Cruzado sah erschreckt zu ihm auf, des Indianers Züge verrieten aber nichts von dem, was in ihm vorging, sein Antlitz war starr und ausdruckslos, und zu seinem Pferd schreitend, schwang er sich in den Sattel. Es dauerte noch einige Zeit, bis die übrigen Kaziken ihre Leute und Pferde beisammen hatten, und zwischen ihnen erschien die junge Weiße, aber entstellt durch die gebotene Trauerzeremonie der Pehuenchen. Sie hatte ihr Gesicht schwarz färben müssen und, ihr Schultertuch über den Kopf gezogen, folgte sie nur wie ein Opferlamm den Befehlen, die ihr gegeben wurden.

»Armes, armes Kind,« seufzte Cruzado, der zu lange zwischen den Weißen gelebt und ihre Sitten kennengelernt hatte, um nicht zu wissen, was sie gelitten haben mußte. Gern hätte er ihr auch ein Wort des Trostes zugeflüstert, aber ob Mankelav etwas Derartiges fürchten mochte und verhüten wollte, er ließ den Dolmetscher nicht von seiner Seite und, als die Frau endlich im Sattel saß, diese an seiner andern Seite reiten.

Die Kaziken hatten miteinander geflüstert; es war ungewöhnlich, daß die Witwe eines Häuptlings schon nach so kurzer Zeit ihr Zelt verlassen durfte, aber sie mochten auch den Kaziken nicht deshalb fragen, denn schwere Sorge lag auf seiner Stirn. Endlich setzte sich der Zug in Bewegung, und im scharfen Galopp jagten sie über die Pampas, bis sie die einbrechende Nacht zum Halten zwang. Nicht einmal wurde in der ganzen Zwischenzeit gerastet, und auch jetzt nur ein einziges kleines Zelt aufgeschlagen, unter welchem die junge Frau die Nacht zubringen sollte. Alle übrigen lagerten im Freien.

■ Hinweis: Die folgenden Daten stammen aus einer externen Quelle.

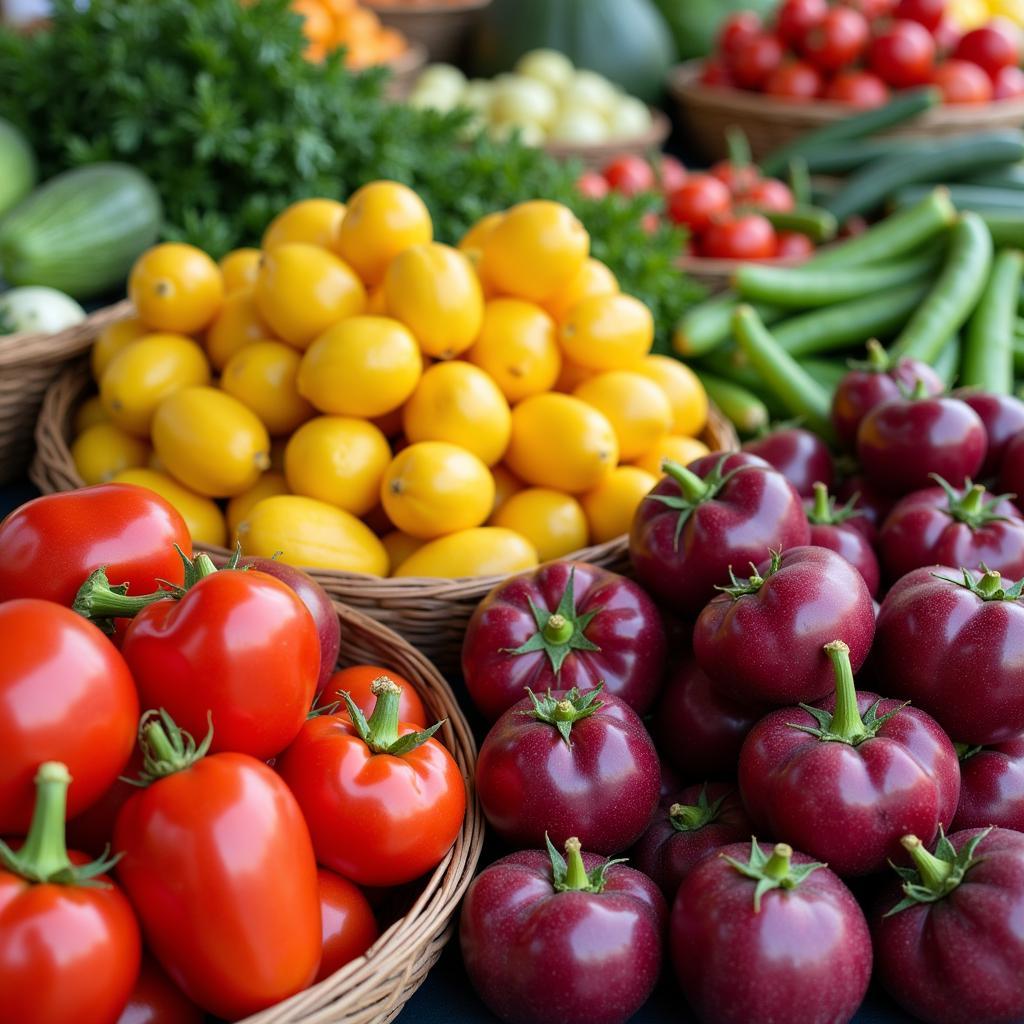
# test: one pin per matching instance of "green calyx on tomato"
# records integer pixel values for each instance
(774, 870)
(934, 875)
(44, 858)
(381, 732)
(558, 632)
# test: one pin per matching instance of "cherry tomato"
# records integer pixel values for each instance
(65, 693)
(49, 546)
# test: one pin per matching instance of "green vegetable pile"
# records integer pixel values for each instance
(215, 102)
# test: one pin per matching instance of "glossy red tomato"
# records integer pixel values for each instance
(66, 694)
(49, 546)
(348, 923)
(218, 864)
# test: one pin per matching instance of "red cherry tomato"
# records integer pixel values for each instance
(349, 927)
(859, 88)
(66, 694)
(902, 54)
(49, 546)
(699, 199)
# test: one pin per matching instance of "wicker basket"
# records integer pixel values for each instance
(430, 613)
(769, 123)
(29, 364)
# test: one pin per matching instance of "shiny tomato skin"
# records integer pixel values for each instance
(218, 864)
(66, 694)
(375, 818)
(50, 545)
(67, 952)
(241, 645)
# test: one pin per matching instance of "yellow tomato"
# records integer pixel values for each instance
(310, 532)
(202, 516)
(240, 268)
(267, 485)
(102, 451)
(432, 488)
(434, 291)
(210, 441)
(635, 406)
(459, 402)
(302, 290)
(593, 279)
(479, 552)
(611, 505)
(561, 442)
(681, 450)
(139, 377)
(338, 460)
(552, 521)
(365, 366)
(684, 390)
(607, 332)
(175, 287)
(312, 221)
(536, 250)
(263, 376)
(517, 348)
(384, 218)
(112, 340)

Aber mit Tagesanbruch standen die Pferde schon gesattelt und bereit, und wie die Sonne sich am Horizont zeigte, flogen die wilden Reiter wieder mit donnernden Hufen über die Pampas, während der Braune Irenes, immer im Paß, vollkommen Schritt mit ihnen hielt.

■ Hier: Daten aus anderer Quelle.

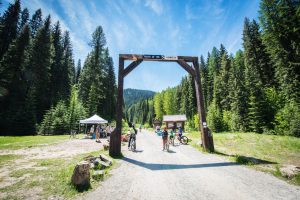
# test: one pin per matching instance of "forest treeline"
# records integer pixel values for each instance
(41, 87)
(257, 89)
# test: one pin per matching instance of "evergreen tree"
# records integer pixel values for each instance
(36, 22)
(67, 68)
(24, 19)
(204, 80)
(15, 109)
(280, 22)
(239, 94)
(9, 26)
(254, 84)
(78, 71)
(56, 70)
(40, 66)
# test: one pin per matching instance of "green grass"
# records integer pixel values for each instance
(8, 158)
(258, 150)
(20, 142)
(55, 179)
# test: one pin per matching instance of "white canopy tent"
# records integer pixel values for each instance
(95, 119)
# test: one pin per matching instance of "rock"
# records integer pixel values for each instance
(289, 171)
(90, 158)
(81, 174)
(99, 164)
(98, 175)
(106, 147)
(200, 143)
(106, 159)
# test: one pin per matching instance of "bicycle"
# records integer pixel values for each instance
(183, 139)
(167, 145)
(73, 134)
(132, 144)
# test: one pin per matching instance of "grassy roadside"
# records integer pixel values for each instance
(50, 177)
(20, 142)
(263, 152)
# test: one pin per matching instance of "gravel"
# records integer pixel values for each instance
(186, 173)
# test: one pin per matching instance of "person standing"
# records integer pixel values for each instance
(133, 133)
(98, 131)
(165, 137)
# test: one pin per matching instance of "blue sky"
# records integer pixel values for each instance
(166, 27)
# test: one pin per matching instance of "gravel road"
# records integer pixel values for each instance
(186, 173)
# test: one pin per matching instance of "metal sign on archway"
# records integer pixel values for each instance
(188, 63)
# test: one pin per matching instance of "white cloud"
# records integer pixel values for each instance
(155, 5)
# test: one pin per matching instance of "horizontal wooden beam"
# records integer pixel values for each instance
(131, 67)
(187, 67)
(161, 58)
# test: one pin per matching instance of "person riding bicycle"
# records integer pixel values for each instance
(165, 137)
(180, 131)
(172, 135)
(133, 133)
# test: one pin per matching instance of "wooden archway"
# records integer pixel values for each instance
(183, 61)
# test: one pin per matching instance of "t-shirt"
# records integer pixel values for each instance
(164, 134)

Wieder ging es unaufhaltsam vorwärts, bis die Sonne schon fast im Mittag stand und sie einen kleinen Steppenbach erreichten, der sein Wasser dem Limaï zuführte. Hier gebot Mankelav Halt, und sich zu Cruzado wendend, sagte er, viel freundlicher, als er bis jetzt gesprochen: »Sage der Chilenin, daß sie sich in diesem Bache wäscht.«

Cruzado zögerte und sah ihn staunend an.

»Hast du mich verstanden?« fuhr der Häuptling aber ruhig fort. »Bis zu diesem Bach war sie die Witwe meines Bruders, des Kaziken Jenkitruss, aber sie darf nicht mit geschwärztem Gesicht vor ihrem Vater erscheinen.«

»Mankelow!« rief der Dolmetscher bewegt.

»Sprich kein weiteres Wort zu ihr,« setzte aber der Kazike hinzu, indem er warnend die Hand hob, »ich verstehe genug von deiner Sprache, um das zu hören.«

»Keine Silbe, Kazike,« rief Cruzado freudig, »ein solches Glück mußt du ihr selber künden«, und sich zu der jungen Frau wendend, sagte er freundlich: »Der Kazike, Señorita, wünscht, daß Ihr Euch an diesem Bache die schwarze Farbe aus dem Antlitz waschen mögt.«

»Und darf ich?« fragte die Unglückliche furchtsam.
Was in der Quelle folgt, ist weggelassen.